With the upset loss, Kakuryu faces an obstacle in his bid to claim a second straight title in the absence of fellow yokozuna Hakuho, who has pulled out of the 15-day meet with a broken finger.
In earlier matches, Takakeisho (5-0) hit the halfway mark on the road to regaining ozeki status with a win against No. 1 Hokutofuji, who took his fourth straight loss since beating Hakuho on opening day.
The young sekiwake, who needs 10 wins to return to ozeki, gained the early momentum with a huge hit in the opening clash. He then sidestepped his lunging opponent before slapping him down, all while nimbly maintaining his footing just inside the edge of the ring.
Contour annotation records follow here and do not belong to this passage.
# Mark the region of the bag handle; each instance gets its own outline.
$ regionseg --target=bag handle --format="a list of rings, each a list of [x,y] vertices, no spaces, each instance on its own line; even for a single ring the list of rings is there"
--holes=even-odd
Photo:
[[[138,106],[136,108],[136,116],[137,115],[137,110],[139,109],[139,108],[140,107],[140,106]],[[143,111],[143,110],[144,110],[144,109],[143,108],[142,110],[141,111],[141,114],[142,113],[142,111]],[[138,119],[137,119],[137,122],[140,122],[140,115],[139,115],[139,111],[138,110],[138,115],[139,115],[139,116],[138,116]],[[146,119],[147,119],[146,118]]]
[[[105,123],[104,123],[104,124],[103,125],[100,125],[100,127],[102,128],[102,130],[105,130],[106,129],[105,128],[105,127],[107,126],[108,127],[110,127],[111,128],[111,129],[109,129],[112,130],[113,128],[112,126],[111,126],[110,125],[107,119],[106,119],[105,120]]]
Okinoumi also retained his share of the lead with a slap-down win over No. 9 Kotoyuki (2-3).
The No. 8 maegashira, a three-time runner-up and former sekiwake seeking his first top-division title, pushed Kotoyuki back at the initial charge, then maneuvered back while slapping his opponent to the sand.
Among the ozeki, who both require at least eight wins here to keep their position at sumo’s second-highest rank, Goeido (4-1) deflected a thrusting attack from No. 3 Daieisho (1-4) to stay within reach of the Emperor’s Cup.
Tochinoshin (2-3) bounced back from an unfortunate result on Wednesday by taking down No. 3 Tomokaze (2-3). The pair collided heavily in their first top-division matchup before the Georgian moved to the side and pulled the maegashira down.
Mitakeumi defeated komusubi Abi (3-2) and improved to 4-1. Abi appeared to have Mitakeumi on the ropes with some stiff arms to the neck and face, but was pushed aside by the sekiwake and thrusted down.
Endo earned his fourth straight win after pushing out winless No. 1 Aoiyama. Fighting as a komusubi for the first time since last year’s Summer Basho, Endo dug in low against the big Bulgarian, turning him around and quickly sidling him off the dohyo.
Among the rank and file, No. 6 Myogiryu, No. 10 Meisei, No. 11 Enho and No. 15 Ishiura all churned out victories to stay one win off the pace.
Before the start of the day’s bouts, No. 2 Ichinojo (1-4) pulled out of the tournament with a right shoulder injury he suffered in his match with Kakuryu the previous day.